После поездки в Романию урусской каганши Ольги, в Куяву прибыли послы царя Константина, передали слова его:
– Я тебе много дарил, потому что ты говорила: «Как возвращусь на Русь, пришлю тебе богатые дары: рабов, воску, мехов и войско в помощь».
Как император одарил урусскую каганшу, Урак знал хорошо. Северную царицу во дворце ромейского властелина приравняли к высшей дворцовой знати, подарили полторы сотни золотых монет и серебряное блюдо. Каган-беки долго смеялся над жадностью Константина – Ольга, владеющая пределами, в два раза большими, чем Византия, могла бы всю столицу ромеев устелить драгоценными мехами. Его удивило, что урусская каганша вела себя в Кустадинии тихо, и только глаза ее вспыхивали иногда, словно у дикой кошки.
Урак заранее предсказывал, каким будет ответ ромейскому царю, и не ошибся.
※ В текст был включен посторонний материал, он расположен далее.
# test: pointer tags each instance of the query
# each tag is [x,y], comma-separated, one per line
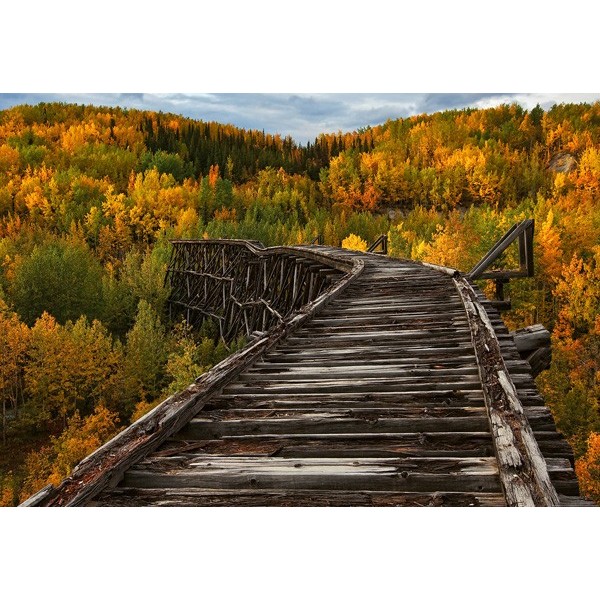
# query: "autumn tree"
[60,277]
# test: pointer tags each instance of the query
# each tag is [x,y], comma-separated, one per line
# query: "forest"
[90,197]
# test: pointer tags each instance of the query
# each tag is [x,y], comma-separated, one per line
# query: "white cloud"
[301,115]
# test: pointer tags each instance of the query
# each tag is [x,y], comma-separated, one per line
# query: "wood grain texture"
[375,393]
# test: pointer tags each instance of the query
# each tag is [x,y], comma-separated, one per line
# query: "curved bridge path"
[401,388]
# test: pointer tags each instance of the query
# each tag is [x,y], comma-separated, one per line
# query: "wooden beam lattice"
[246,289]
[379,246]
[522,231]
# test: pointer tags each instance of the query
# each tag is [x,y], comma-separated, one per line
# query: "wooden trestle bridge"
[366,381]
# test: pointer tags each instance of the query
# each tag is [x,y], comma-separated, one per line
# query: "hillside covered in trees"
[89,198]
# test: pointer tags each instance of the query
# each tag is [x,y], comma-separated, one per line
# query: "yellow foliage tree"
[81,437]
[588,469]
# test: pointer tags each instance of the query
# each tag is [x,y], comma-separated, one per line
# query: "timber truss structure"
[366,380]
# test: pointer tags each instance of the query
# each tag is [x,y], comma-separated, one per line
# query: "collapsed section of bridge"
[366,381]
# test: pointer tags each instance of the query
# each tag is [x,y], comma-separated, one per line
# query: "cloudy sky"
[303,116]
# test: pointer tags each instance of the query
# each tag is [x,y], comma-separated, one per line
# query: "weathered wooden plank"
[361,445]
[206,429]
[370,385]
[350,373]
[247,497]
[424,398]
[106,465]
[523,470]
[411,475]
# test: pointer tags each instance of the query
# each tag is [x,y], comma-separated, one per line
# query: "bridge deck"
[377,400]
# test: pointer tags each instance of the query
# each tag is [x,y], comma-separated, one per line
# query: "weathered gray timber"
[382,383]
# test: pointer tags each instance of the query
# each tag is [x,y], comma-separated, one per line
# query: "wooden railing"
[522,231]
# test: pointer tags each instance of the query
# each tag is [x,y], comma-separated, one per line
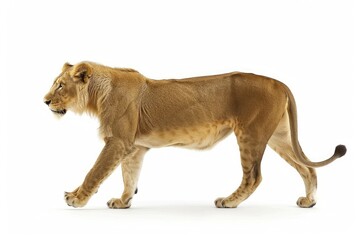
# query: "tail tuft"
[340,151]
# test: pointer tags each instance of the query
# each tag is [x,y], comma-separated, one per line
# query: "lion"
[137,113]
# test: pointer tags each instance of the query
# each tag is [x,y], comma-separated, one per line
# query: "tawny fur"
[137,113]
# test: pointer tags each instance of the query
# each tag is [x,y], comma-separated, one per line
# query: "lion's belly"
[200,137]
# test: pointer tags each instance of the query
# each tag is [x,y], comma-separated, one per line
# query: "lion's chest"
[199,137]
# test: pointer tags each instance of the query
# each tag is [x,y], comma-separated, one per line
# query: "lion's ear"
[66,67]
[82,72]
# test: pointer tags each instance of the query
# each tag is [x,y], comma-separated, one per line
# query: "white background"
[309,45]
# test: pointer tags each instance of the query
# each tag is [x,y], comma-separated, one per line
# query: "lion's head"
[69,90]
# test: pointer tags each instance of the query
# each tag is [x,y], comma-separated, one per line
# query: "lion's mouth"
[60,112]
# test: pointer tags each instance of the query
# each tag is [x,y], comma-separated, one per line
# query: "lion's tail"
[340,150]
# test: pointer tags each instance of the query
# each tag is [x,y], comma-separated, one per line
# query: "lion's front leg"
[106,163]
[131,167]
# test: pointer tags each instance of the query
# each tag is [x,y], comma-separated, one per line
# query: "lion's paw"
[117,203]
[305,202]
[224,203]
[72,200]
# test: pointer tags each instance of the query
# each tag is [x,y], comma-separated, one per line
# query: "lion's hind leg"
[280,142]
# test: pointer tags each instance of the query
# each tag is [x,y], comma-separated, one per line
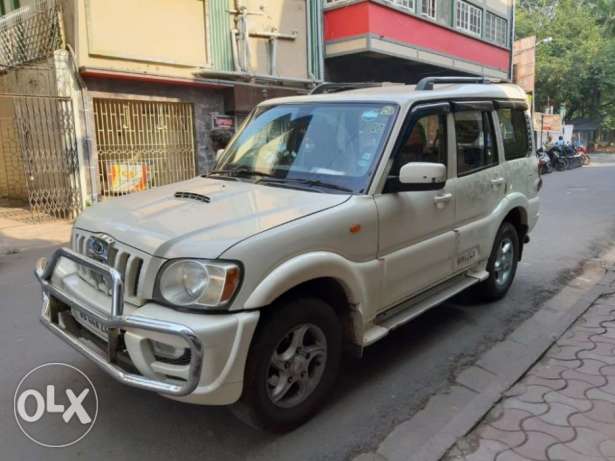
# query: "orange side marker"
[355,228]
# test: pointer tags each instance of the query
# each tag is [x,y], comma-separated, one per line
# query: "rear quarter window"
[515,133]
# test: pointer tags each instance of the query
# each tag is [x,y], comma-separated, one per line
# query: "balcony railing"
[29,34]
[404,4]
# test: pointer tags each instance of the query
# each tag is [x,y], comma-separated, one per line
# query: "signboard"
[524,63]
[125,178]
[546,122]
На притязания императора Ольга гордо ответила:
– Когда ты столько же простоишь у меня в Почайне-реке, сколько я стояла в гавани царьградской, тогда дам обещанное!
Стоит ли говорить о том, что послы Константина, прежде чем услышать ее ответ, простояли у крепостных ворот несколько месяцев и возвращались к своему повелителю уже по снегу.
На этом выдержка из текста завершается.